Works in i7-8700 without probs.

eac3to_mod
10th February 2024, 15:34
Ooh, finally it works for someone else. Happy Day! :p
You scared the poop out of me with your first sentence. Did you do that on purpose? ;)

And thank you for the info you posted previously.

OK, I'll go ahead and make the per-CPU builds and make them available.

ChaosKing
10th February 2024, 15:48
Test3 works for me too. With dn_enable=2 I get a message box: avx512

StainlessS
10th February 2024, 15:54
Did you do that on purpose?
Nope, did not think of it.

How many people will hate me if I require AVX2?
If X people hate you, and Y people will hate you for AVX2 requirement, then would be X + Y people. :)
{EDIT: Assumes that X and Y are distinct sets}
Its your plug, do whatever you feel happiest with, improve as time permits.
The multitude of different instruction sets are a nightmare, dont forget MMX and same era instruction sets, horrible!

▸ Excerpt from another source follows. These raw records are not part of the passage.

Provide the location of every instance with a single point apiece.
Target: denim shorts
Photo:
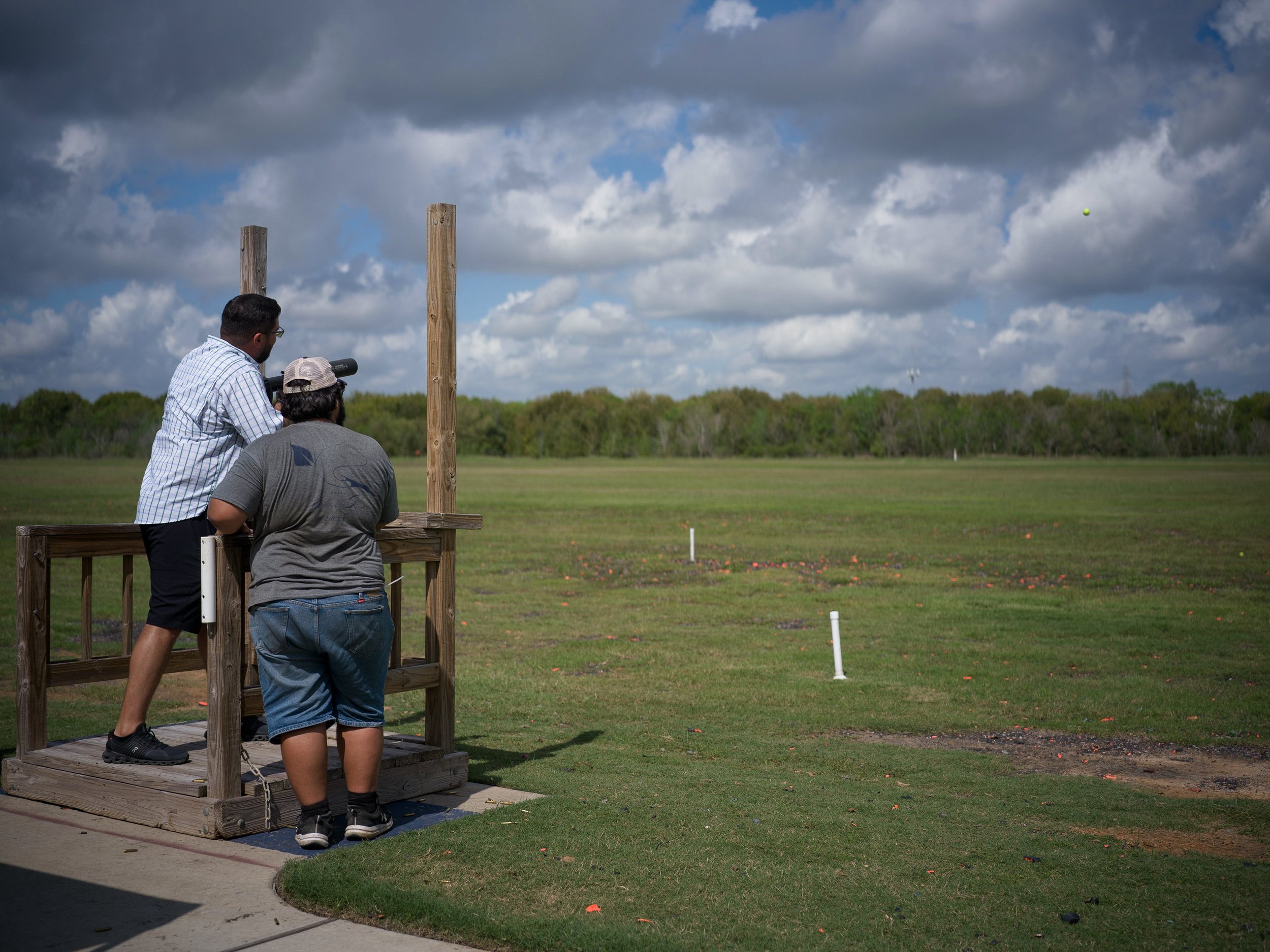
(323, 661)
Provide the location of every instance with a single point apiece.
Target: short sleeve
(389, 511)
(247, 408)
(243, 485)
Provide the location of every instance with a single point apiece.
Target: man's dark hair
(248, 315)
(314, 404)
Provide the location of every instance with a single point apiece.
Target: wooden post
(225, 674)
(253, 259)
(34, 630)
(442, 387)
(395, 610)
(87, 608)
(128, 605)
(253, 280)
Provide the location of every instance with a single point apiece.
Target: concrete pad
(90, 882)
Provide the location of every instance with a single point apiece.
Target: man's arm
(227, 517)
(239, 496)
(244, 404)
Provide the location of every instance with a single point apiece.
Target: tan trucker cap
(308, 374)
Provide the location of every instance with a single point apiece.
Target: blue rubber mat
(407, 815)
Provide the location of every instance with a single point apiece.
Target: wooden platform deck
(176, 798)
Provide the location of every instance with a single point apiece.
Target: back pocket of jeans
(366, 631)
(270, 629)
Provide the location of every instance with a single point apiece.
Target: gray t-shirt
(316, 493)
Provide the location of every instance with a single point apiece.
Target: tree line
(1167, 419)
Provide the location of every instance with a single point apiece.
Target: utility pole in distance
(253, 262)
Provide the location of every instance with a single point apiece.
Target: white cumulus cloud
(732, 16)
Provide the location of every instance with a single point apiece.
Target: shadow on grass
(486, 762)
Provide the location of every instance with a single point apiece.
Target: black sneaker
(141, 748)
(313, 832)
(255, 728)
(367, 824)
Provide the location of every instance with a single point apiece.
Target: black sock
(319, 809)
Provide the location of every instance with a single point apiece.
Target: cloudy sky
(653, 194)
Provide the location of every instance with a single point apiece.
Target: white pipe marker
(207, 579)
(837, 648)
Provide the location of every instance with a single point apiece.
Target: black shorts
(172, 549)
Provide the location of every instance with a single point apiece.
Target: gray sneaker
(367, 824)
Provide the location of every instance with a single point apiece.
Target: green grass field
(685, 724)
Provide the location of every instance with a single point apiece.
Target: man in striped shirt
(216, 405)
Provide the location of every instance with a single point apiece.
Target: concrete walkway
(75, 881)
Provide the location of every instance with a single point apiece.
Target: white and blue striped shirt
(216, 405)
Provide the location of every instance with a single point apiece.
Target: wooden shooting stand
(229, 787)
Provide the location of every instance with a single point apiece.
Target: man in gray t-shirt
(321, 622)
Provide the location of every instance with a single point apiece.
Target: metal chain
(268, 796)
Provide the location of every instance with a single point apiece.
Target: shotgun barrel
(346, 367)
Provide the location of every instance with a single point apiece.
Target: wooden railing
(416, 537)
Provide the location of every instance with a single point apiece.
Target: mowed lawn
(703, 789)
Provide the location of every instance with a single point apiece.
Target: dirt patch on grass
(1211, 772)
(1225, 843)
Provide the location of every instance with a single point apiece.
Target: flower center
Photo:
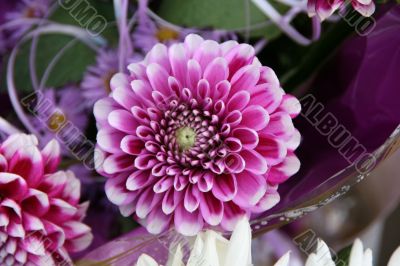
(166, 34)
(56, 120)
(185, 137)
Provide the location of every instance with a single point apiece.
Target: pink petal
(239, 56)
(211, 208)
(119, 80)
(171, 200)
(269, 200)
(14, 208)
(294, 141)
(233, 118)
(142, 90)
(158, 78)
(51, 156)
(364, 9)
(238, 101)
(272, 149)
(281, 172)
(280, 125)
(248, 137)
(15, 230)
(137, 180)
(245, 79)
(191, 200)
(157, 221)
(12, 185)
(187, 223)
(123, 121)
(79, 243)
(60, 211)
(117, 163)
(290, 105)
(3, 164)
(159, 55)
(268, 76)
(163, 184)
(28, 163)
(102, 108)
(232, 214)
(206, 182)
(36, 203)
(145, 161)
(225, 187)
(255, 163)
(206, 53)
(216, 71)
(132, 145)
(32, 223)
(192, 43)
(117, 193)
(234, 163)
(33, 245)
(194, 74)
(251, 188)
(178, 61)
(146, 202)
(233, 144)
(267, 96)
(255, 117)
(109, 139)
(125, 97)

EDIT: The "platform code 126 (missing requirement)" thingy might be something else,
I'm not sure that the AVS setup on that machine is fully functional, not used it in a while and changed things about.
It though does not have GPU and so would fail anyways.
The 35W TDP machines are only babies, ~ 7" x 7" x 1.5", are low power, quiet, and with a bunch of them, can just let them go encode till they're done, and main i7-8700 machine free to do other stuff.

EDIT:
Test3 works for me too. With dn_enable=2 I get a message box: avx512
Snap, me gets dat too for i7-8700 {with GTX1070+8GB} without AVX512.

eac3to_mod
10th February 2024, 16:24
@ChaosKing

dn_enable=3, dn_quality="best" works pretty good with the sample you gave me back in early 2021, methinks. I'm a pack rat, I keep everything.

eac3to_mod
10th February 2024, 16:28
@teba

For the avx512, there are lots of different subflags, and different CPUs have different combos of them. I'll have to check specifically for the ones I need. Give me a while. For now grab the AVX2 DLL.

Your benchmarks look fishy. I'll try here. Also, bench with dn=0 just to see raw frame serving.

EDIT: Hey, where'd the benchmarks go?